Matías aprendeu a voar em parapente com os instrutores do Flight Club Parapente, instituição onde também podem ser feitos voos acompanhados em paramotor. Para pessoas com deficiência, é recomendado especialmente o para trike. Trata-se de um carrinho de alumínio para duas pessoas que permite alçar voo facilmente para se deixar levar pelo céu sem dificuldades.

Por outro lado, para quem preferir viver a experiência de uma queda livre de quase um minuto, a mais de 200 km por hora, é possível realizar um salto em dupla em paraquedas, com a Tandem Factory. Os instrutores têm experiência em saltos com pessoas com deficiência, então vão encontrar a melhor alternativa para cada caso.

 

O trabalho em acessibilidade

O Uruguai é receptivo com a variedade de turistas que recebe. Pretende se adaptar às necessidades particulares. Trabalha na coleta de dados para a realização do diagnóstico, ao mesmo tempo em que promove políticas de inclusão. Em particular, o Grupo de Acessibilidade Turística do Ministério de Turismo (GAT) está atualmente trabalhando na adaptação de dois destinos: a Quebrada de los Cuervos, no departamento de Treinta y Tres, e os Montes del Queguay, em Paysandú.

A Quebrada oferece uma bela paisagem de serras e planícies que acompanham um vale que abre caminho ao riacho Yerbal Chico. Aqui se pratica trilha, observação de aves, atividades vinculadas a educação ambiental e camping.

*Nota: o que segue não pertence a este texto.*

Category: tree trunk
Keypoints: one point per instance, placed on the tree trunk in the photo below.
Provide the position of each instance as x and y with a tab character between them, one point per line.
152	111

Os Montes del Queguay, por sua vez, se distribuem por 20.000 hectares situados entre os rios Queguay Grande e Queguay Chico, próximos a Guichón. Lá encontramos grande variedade de vegetação nativa e fauna autóctona. O lugar oferece a possibilidade de praticar canoagem, safári fotográfico e pesca esportiva (com devolução).

Com apoio do Banco Interamericano de Desenvolvimento (BID), ambos destinos serão em breve parte das opções de Turismo Aventura Acessível no Uruguai.